2. Other than these biased interviews, there
is no evaluation of value for money or the factors that underpin
it. Specifically:
There is no comparison of the LIFT
proposals against other current or potential financing methods.
There is no examination of risk transfer
despite the unusually high levels of return to equity providers.
The analysis of the financial models
was contracted out to Operis, a PFI/PPP consultancy, and neither
the models nor the evaluation are in the report.
There is strong evidence that affordability
(the capacity of the public sector to meet the cost of the unitary
charge) may be a problem, but there is no analysis.
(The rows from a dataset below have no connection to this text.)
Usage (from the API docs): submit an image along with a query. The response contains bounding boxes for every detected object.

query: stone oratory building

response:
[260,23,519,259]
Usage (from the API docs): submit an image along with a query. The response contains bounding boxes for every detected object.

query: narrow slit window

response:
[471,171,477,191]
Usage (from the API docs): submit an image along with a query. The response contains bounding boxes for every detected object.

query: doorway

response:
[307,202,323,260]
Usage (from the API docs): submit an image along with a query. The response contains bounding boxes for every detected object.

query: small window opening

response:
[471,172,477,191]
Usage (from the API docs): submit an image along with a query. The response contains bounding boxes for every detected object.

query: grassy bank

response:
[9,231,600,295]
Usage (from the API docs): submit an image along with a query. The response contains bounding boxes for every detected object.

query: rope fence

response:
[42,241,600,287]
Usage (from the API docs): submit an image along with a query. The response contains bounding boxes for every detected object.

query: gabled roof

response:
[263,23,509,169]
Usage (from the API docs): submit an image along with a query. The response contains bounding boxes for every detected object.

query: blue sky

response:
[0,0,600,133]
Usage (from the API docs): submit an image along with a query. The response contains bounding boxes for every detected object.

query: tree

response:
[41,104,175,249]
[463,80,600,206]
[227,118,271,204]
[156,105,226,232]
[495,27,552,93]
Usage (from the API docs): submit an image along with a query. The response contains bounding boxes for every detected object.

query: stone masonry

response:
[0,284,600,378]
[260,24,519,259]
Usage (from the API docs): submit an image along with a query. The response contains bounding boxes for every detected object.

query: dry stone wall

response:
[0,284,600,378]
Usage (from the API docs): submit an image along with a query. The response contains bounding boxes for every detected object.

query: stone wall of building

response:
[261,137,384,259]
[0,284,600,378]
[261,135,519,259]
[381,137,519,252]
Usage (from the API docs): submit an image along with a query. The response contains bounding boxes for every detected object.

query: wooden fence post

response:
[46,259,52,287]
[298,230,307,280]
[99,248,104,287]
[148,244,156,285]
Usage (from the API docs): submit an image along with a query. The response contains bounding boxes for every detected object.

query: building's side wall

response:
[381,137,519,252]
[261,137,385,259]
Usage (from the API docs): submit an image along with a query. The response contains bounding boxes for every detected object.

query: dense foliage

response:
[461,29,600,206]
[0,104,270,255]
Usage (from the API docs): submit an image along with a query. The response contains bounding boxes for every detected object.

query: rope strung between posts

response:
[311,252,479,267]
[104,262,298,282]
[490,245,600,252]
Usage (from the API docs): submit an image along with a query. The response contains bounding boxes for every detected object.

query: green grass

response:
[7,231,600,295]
As such, the Report marks a new phase in the
NAO's problematic shift away from quantitative to qualitative
analysis in its evaluation of PFI/PPP projects.
Recommendations
We recommend:
(1) that the Committee of Public Accounts
ensure that a proper, in-depth evaluation of NHS LIFT is undertaken,
with due regard to quantitative data, and with respect to:
value for money (as compared with
other financing options, whether these are real or theoretical);
the quantum of risk transferred to
the private sector;
the rate of return to private sector
investors;
the effect of joint venture companies
on public sector governance.
(2) that the Committee request from the
NAO the financial models from the Department of Health that were
given to Operis as part of its inquiry, and that these should
be published. Included in the models we would expect to see:
affordability calculations;
anticipated sources of income (revenue-sharing
arrangements);
value for money calculations (Net
Present Value and cash); and
the apportionment of risk and liabilities
in the event of project failure.
SUPPLEMENTARY NOTE
ON LIFT'S
MOVE INTO
CLINICAL SERVICES
The NAO comments that in the fourth wave of
LIFT, LIFTCos will be encouraged to "expand the range of
services provided" (page 32, para 3.16). What the NAO is
referring to here is the delivery, through the private sector,
of clinical primary care services.
In a document from Partnerships for Health that
was circulated to private sector bidders, healthcare companies
and their advisers described how clinical services will be delivered
through LIFT under the alternative provider medical services route.
The clinical services which may be included
in LIFT's fourth wave are as follows:
1. Essential Medical Services: including
care for those who are ill, or believe themselves to be ill, but
recovery is expected.
2. Replacement Additional Services:
These services include Cervical Screening, Contraceptive Services,
Vaccinations and Immunisationsexcluding childhood immunisations
and certain travel vaccinations, Childhood Vaccinations and Immunisations,
Child Health Surveillance Services, Maternity Medical Services
and Minor Surgery.
3. Enhanced Services: These include
Intrapartum Care, IUCD Fitting, More Specialised Services for
patients with Multiple Sclerosis, More Specialised Sexual Health
Services, Alcohol and Drug Misuse Services, Provision of Near-patient
Testingshared care drug monitoring service, Provision if
Intermediate Care and First Response Care, Specialised Care of
Patients with Depression, Care of the Homeless and Anticoagulation
Services.
4. Out-of-Hours Services
5. A combination of any of the above
This proposal will dramatically reduce the public
sector role in primary care services.